Two years later, because of the clamor of McCormick's competitors, a grand Field Test was arranged by the German Government at Altenberg. Thirty-eight contestants entered the lists, and after a most exciting tournament the judges awarded the Gold Medal and a special prize of sixty ducats to McCormick. Such contests, from this time onward, came thick and fast. Several days later McCormick swept the field at Altona. In 1873 he was decorated by the Austrian Emperor. And in 1878 the French Academy of Science elected him a member, for the reason that he "had done more for the cause of agriculture than any other living man."
CYRUS HALL McCORMICK, 1867
From Painting by Cabanel
From that time to the present day the making of Reapers and Harvesters has remained an American business.

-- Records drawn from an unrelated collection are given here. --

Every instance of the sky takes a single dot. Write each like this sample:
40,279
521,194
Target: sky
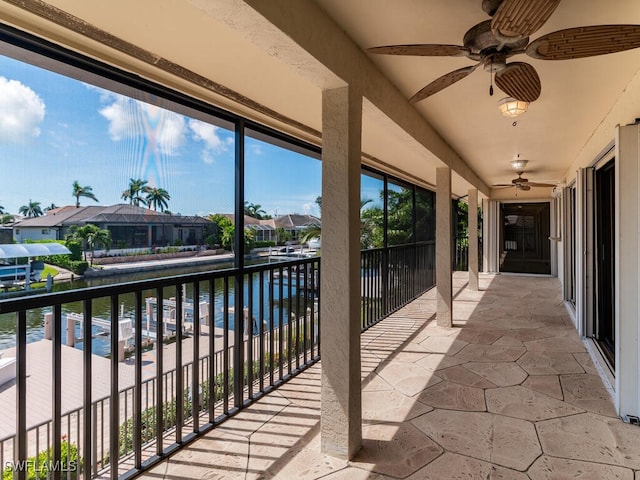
55,130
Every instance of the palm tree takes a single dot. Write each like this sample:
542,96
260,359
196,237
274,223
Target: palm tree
80,191
6,218
137,187
32,209
315,231
158,197
254,210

An American machine must pay twenty dollars to enter France, and twenty-five to enter Hungary. But try as they may, other nations cannot learn the secret of the Reaper. They cannot produce a machine that is at once so complex, so hardy, and so efficient. When Bismarck, at the close of his life, was inspecting several American self-binders which he had bought for his farm at Fredericksruhe, he asked, "Why do they not make these machines in Germany?" As we have seen, had he wished a complete answer he would have had to read the history of the United States. He would have seen that the Reaper can be produced only in countries where labor receives a high reward, where farmers own their own acres without fear of being despoiled by invading armies, and where the average of intelligence and enterprise is as high in the country as in the city.
In 1898 Europe had become so dependent upon America for its reaping machinery that 22,000 machines were shipped from the McCormick plant alone—so many that a fleet of twelve vessels had to be chartered to carry them. There are now as many American Reapers and Harvesters in Europe as can do the work of 12,000,000 men. Of all American machines exported, the Reaper is at the head of the list. It has been the chief pathfinder for our foreign trade. Four-fifths of all the harvesting machinery in the world is made in the United States; and one-third, perhaps more, in the immense factory-city that Cyrus H. McCormick founded in Chicago in 1847.

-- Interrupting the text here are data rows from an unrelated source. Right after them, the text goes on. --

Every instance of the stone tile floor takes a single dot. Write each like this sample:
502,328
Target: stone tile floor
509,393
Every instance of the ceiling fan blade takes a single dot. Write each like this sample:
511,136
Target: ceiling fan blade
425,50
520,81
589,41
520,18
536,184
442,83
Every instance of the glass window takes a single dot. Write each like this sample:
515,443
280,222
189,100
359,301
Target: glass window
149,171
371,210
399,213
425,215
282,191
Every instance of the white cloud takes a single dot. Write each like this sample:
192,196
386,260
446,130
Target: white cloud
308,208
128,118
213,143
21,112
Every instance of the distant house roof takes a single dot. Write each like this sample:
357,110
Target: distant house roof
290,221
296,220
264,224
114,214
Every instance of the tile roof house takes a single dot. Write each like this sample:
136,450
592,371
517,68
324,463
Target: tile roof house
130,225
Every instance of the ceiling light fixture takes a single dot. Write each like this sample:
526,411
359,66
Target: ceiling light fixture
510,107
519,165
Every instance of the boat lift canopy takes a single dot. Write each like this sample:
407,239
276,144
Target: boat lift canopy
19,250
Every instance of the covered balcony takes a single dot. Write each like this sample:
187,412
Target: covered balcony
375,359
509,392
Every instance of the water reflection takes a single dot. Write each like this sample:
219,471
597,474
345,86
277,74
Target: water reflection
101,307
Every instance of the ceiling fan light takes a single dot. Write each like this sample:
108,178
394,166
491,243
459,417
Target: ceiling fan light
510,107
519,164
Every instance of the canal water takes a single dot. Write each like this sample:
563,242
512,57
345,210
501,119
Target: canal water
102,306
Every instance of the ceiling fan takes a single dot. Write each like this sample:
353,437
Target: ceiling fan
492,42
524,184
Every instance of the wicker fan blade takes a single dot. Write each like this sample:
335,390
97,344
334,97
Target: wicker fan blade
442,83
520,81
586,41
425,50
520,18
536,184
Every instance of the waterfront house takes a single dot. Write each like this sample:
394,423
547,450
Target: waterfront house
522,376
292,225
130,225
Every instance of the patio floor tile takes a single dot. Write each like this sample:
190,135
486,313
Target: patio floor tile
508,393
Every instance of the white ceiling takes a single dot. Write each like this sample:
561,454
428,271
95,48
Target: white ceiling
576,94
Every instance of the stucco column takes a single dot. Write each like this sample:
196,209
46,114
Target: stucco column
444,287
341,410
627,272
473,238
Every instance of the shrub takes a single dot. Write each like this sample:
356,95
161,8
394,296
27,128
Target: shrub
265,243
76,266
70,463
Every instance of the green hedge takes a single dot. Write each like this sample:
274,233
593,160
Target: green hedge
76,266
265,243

It was McCormick's most solid satisfaction, in his later life, to see foreign nations, one by one, adopt his invention and move up out of the Famine Zone. No news was at any time more welcome to him than the tidings that a new territory had been entered. And although the foreign trade has been vastly multiplied in the past five or six years, he lived long enough to see his catalogue printed in twenty languages, and to know that as long as the human race continued to eat bread, the sun would never set upon the empire of the Reaper.